It’s been a long time since the Edmonton Oilers have lived up to their name and struck pay dirt as a franchise. 16 games into the 2016/17 season Edmonton is gushing forth with their best start in 5 years—leading the Pacific Division (albeit by a narrow margin against San Jose and Anaheim). Throughout this decade the Oilers were always finishing last, winning the NHL draft lottery and drafting number ones like Taylor Hall, Ryan Nugent-Hopkins, and Nail Yakupov without achieving any decisive results before finally finding the right franchise player in Connor McDavid.
Edmonton wasn’t merely content to play musical chairs with their number draft picks they were also doing the same with their head coaches: going from the late Pat Quinn to Tom Renney to Ralph Krueger to Dallas Eakins to Todd Nelson before finally finding the right man to coach the team in Todd McLellan. And even general managers too: from Steve Tambellini to Craig MacTavish before finally finding the right man to manage the team in Pete Chiarelli.
Now the circle game has ended and the Oilers are making progress towards restoring a once proud dynasty into winners and playoff contenders again. The resurrection begins with wunderkind Connor McDavid. Fully recovered from the injuries that cost him half of his rookie season, McDavid is justifying all the superlatives that adorn him: shooting; scoring; setting up line-mates Jordan Eberle and Patrick Maroon; playing solid two-way hockey, McDavid makes all things possible. His success becomes the Oilers success. As long as Connor McDavid remains healthy then Edmonton has a shot at ending its ten year streak of failing to make the playoffs.
But it’s not just offense that fuels the Oilers resurgence it’s a commitment to defensive play. Pete Chiarelli’s acquisitions of Milan Lucic, Benoit Pouliot, and Adam Larsson have bolstered the Edmonton defense significantly. Lucic and Pouliot are solid defensive forwards who provide experience and maturity both on and off the ice. Adam Larsson (who came to Edmonton in exchange for Taylor Hall) anchors the Oiler blue-line corps with his hitting and shot-blocking. Thanks to these men the Oilers have the fourth best penalty-killing unit in the NHL.
Goalie Cam Talbot is also providing Edmonton with solid, dependable goal-tending in a long, long while.
For Oilers head coach Todd McLellan this is a welcome return to familiar territory after losing 7 points off his career value (according to my rating system) last season when Edmonton finished last in the Pacific Division; all the while struggling to banish the acceptance of defeat and futility in the locker room. There were tense moments in the Oilers locker room with McLellan vowing to move players in order to get the winning attitude he wanted and during the off-season moves were made and the culture of losing and failure is slowly being banished.
McLellan has improved the Oilers offense from 27th to 10th in the NHL; their defense from 27th to 20th. But it’s their penalty-killing unit which has seen the greatest improvement; going from 18th to 4th in the NHL.

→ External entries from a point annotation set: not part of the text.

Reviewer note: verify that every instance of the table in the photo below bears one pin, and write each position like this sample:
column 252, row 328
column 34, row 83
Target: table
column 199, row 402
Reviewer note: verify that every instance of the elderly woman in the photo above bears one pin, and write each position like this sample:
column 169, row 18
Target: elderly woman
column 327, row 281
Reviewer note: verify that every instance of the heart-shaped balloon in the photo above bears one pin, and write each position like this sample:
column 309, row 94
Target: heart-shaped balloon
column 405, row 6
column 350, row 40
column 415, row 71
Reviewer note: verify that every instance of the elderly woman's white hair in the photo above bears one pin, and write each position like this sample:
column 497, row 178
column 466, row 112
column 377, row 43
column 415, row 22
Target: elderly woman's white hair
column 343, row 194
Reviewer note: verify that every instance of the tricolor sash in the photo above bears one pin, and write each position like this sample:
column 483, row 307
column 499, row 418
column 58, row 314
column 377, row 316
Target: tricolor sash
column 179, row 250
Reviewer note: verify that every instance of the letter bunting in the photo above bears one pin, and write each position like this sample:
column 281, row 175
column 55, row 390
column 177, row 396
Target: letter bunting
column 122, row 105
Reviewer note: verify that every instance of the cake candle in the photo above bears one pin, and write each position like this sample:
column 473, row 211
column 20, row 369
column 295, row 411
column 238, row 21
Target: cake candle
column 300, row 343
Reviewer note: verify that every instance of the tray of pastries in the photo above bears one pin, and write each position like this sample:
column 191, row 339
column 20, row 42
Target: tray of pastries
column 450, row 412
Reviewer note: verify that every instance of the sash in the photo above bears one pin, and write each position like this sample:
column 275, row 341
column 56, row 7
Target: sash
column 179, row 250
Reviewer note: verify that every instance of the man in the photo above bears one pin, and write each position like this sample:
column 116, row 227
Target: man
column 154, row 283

Ironically and interestingly their power-play offense has improved only gradually from 22nd to only 20th. I say ironically and interestingly because Todd McLellan has always emphasized (and gotten for the most part) solid results from his power-play units when he was coaching at San Jose.
Still, it is early in the season and the question that dogs Edmonton is whether they can maintain their competitiveness and remain in playoff competition. The Oilers have youth and talent but lack depth especially on the defensive end. When the trade deadline comes up on February 28, 2017, and Edmonton still remains a factor in the Pacific Division race, then it becomes incumbent on Oilers GM Pete Chiarelli (prolific trader par excellence) to augment the Oilers blue-line corps and, also, their power-play unit by making some trades.
It’s nice to see new teams in early playoff contention. It restores faith and hope in the eyes of a tired hockey fan who glories in the cult of the new.